Sans rendement suffisant à long terme, un système de retraite par capitalisation perd en efficacité. La question se pose d’augmenter la part du 1er pilier dans nos futures retraites.

Graziano Lusenti, fondateur de Lusenti Partners

Crédits: Olivier Evard

«Les héritiers indirects de Marx, Lénine et consorts, ce sont la BNS et les autres banques centrales qui œuvrent à la destruction de l’épargne, pilier d’un capitalisme sain et durable, pour privilégier une économie folle de la dette!» Graziano Lusenti, fondateur et partenaire de Lusenti Partners, spécialisé dans le conseil pour investisseurs institutionnels, ne décolère pas contre la décision de la BNS de ne pas exclure les caisses de pension suisses de la ponction des taux d’intérêt négatifs. 

Et pour cause, la formule retenue par les actuaires pour conseiller un taux technique aux institutions de prévoyance – «utilisé pour escompter la valorisation du capital à long terme» – fait la part belle aux obligations de la Confédération et devrait donc baisser rapidement. Si, en plus, la détention de liquidités est sanctionnée, les caisses de pension vont être à la peine pour dégager du rendement. 

Or, «la capitalisation revient à différer la consommation du capital pour le placer et en obtenir un rendement à long terme permettant de disposer d’une épargne plus importante à l’âge de la retraite». En sus, le 2e pilier ayant des frais de gestion, il doit dégager un rendement minimum, sauf à se transformer en mauvais système de répartition. Graziano Lusenti calcule: «En dessous d’un rendement annuel de 1%, le 2e pilier n’a plus de sens puisque ce 1% serait en grande partie absorbé par les frais.»
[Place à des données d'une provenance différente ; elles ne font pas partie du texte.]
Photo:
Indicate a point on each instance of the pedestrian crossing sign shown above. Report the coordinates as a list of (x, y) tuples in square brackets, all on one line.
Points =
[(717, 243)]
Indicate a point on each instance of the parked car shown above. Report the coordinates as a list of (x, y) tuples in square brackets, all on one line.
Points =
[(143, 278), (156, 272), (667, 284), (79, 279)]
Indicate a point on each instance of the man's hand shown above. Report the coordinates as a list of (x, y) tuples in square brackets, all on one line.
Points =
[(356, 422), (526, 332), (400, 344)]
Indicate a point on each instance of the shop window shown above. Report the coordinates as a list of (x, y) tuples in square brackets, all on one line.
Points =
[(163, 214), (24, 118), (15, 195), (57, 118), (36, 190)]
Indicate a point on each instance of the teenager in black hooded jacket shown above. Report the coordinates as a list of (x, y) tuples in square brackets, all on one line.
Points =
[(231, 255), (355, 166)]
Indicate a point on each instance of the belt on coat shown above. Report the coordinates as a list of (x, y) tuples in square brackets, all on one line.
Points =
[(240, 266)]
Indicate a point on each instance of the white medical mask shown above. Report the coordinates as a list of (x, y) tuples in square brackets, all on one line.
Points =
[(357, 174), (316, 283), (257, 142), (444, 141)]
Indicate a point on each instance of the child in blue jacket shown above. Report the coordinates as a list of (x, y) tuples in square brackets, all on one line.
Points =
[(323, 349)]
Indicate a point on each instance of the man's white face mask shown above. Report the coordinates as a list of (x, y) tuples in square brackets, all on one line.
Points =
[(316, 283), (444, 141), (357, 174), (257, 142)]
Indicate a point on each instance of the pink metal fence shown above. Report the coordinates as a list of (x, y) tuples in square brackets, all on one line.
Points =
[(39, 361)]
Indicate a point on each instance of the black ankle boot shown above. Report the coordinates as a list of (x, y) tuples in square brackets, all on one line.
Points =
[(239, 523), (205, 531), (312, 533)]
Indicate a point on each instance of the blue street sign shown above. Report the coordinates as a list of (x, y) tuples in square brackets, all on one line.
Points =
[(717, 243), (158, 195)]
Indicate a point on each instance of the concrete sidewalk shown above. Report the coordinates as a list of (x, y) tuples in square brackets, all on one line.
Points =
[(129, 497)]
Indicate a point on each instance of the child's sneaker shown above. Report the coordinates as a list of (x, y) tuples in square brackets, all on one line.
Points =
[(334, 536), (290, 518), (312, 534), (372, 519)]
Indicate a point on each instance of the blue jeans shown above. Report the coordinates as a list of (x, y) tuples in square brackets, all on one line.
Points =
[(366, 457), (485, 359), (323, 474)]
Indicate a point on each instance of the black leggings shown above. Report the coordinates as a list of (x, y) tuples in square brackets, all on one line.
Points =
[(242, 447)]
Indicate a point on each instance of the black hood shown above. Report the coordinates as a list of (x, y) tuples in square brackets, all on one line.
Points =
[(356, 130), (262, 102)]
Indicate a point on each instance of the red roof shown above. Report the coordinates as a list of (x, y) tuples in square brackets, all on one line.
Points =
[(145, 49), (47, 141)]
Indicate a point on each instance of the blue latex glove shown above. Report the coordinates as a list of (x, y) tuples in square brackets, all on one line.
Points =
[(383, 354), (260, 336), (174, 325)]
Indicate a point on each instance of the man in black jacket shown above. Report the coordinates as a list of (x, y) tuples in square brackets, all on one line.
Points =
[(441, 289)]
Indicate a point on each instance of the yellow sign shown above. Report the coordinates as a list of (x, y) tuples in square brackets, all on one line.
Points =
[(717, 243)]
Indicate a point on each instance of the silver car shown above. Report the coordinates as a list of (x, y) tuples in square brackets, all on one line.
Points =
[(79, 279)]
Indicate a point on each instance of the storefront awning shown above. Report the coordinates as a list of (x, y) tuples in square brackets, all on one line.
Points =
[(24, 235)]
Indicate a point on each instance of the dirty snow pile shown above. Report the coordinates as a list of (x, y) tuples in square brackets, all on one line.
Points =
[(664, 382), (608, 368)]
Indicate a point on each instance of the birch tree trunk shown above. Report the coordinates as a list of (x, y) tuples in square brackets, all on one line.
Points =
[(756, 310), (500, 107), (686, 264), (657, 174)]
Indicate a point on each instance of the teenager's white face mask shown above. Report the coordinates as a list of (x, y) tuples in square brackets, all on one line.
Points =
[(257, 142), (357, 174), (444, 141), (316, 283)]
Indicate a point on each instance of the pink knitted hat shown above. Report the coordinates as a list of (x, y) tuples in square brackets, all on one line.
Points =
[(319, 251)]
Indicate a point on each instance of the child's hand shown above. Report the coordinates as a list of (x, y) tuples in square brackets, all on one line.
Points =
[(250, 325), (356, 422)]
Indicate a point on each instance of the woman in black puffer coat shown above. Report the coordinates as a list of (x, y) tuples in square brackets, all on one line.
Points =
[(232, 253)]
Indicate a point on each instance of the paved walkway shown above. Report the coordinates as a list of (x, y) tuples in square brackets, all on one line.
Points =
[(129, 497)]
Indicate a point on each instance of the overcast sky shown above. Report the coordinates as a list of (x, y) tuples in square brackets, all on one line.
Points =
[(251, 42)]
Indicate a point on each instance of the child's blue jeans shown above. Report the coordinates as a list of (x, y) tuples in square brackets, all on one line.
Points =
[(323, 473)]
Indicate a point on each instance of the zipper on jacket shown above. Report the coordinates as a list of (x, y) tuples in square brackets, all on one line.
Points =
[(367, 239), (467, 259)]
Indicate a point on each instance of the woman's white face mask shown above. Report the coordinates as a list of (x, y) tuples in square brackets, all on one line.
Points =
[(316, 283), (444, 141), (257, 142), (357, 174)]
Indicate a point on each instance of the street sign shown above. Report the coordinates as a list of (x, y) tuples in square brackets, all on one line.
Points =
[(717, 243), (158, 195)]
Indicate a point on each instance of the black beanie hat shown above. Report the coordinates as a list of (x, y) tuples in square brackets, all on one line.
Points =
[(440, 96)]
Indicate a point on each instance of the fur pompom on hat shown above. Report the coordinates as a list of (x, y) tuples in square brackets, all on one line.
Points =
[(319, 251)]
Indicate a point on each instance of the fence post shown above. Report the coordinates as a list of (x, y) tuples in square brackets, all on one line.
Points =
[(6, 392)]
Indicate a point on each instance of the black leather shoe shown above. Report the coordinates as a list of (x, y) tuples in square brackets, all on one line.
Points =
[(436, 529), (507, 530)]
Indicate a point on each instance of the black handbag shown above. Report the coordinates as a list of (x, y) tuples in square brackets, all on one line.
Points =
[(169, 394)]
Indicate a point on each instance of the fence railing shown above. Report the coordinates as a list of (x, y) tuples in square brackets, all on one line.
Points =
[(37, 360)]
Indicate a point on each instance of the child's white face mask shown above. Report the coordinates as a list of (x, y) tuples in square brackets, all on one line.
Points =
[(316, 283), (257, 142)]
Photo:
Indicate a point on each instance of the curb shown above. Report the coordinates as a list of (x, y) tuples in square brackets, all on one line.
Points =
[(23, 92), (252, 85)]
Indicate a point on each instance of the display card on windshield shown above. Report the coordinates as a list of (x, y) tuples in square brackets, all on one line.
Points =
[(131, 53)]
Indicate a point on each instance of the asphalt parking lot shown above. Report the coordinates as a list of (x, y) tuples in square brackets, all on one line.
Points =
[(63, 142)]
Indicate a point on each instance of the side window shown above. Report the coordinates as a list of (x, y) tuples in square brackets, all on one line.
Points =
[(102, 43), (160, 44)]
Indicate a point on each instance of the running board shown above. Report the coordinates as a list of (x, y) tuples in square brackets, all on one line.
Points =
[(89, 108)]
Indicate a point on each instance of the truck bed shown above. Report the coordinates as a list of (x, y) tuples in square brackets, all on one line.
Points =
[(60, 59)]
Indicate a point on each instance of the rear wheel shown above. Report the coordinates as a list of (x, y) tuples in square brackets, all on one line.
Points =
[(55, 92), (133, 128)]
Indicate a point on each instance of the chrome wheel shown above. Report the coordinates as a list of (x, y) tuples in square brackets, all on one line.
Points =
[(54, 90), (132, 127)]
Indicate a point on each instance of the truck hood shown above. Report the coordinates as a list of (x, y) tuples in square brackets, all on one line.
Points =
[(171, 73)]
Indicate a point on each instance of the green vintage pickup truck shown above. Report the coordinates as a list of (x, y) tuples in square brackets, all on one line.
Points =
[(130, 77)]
Faudrait-il dès lors augmenter la part du 1er  pilier dans nos futures retraites et réduire celle du 2e pilier? Un système de répartition comme l’AVS finance, en gros, les rentes de l’année par les cotisations sur la masse salariale. Ce faisant, elle réalise une forme globale de partage du risque entre générations et est toutefois très dépendante du nombre de cotisants pour un rentier. Un rapport qui s’oriente à la baisse avec le vieillissement de la population, malgré l’apport de l’immigration. 

En outre, en période de déflation, le 1er pilier subirait aussi une baisse des rentes puisque la formule de son indexation tient compte de la variation des prix et des salaires. Mais il lisserait la baisse de pouvoir d’achat d’année en année. 

Par contre, si une période d’inflation suivait plusieurs années de très faible rendement dans les caisses de pension –  le pire des scénarios pour le 2e pilier – les rentes AVS seraient rapidement ajustées à la hausse alors que les rentes de 2e pilier ne pourraient pas être suffisamment indexées. 

Le 2e pilier conserve toutefois un atout clé: pouvoir investir dans des pays à population jeune ne disposant pas d’une épargne suffisante pour réaliser les investissements qui permettront à leurs économies de dégager à terme un rendement appréciable.

Cotiser dès 20 ans?

Reinhard Steiner, membre de la direction de Swisscanto, responsable pour la Romandie et le Tessin, estime qu’il n’y a pas lieu de revoir la répartition entre les deux piliers, ce qui reviendrait à augmenter la solidarité des titulaires de revenus élevés vis-à-vis des bas salaires puisque l’AVS est un système qui plafonne les prestations mais pas les cotisations. De plus «si l’économie s’affaiblit, le financement de l’AVS sera également plus difficile». 

Reinhard Steiner rappelle que le 2e pilier a déjà traversé plusieurs crises: «Même le choc du 15 janvier est en partie absorbé puisque la Bourse suisse est à un plus haut niveau qu’avant ladécision de  la BNS d’introduire des taux d’intérêt négatifs.» Il plaide pour «faire démarrer  à 20  ans l’âge de cotisation à la LPP», mais estime que «le 2e pilier est assez solide pour supporter une période de quelques années de taux négatifs ou très bas».

La modification de la répartition entre les deux piliers n’est de toute façon pas au menu de Prévoyance 2020. Elle entrerait sans doute dans le débat si l’inflation suivait la déflation.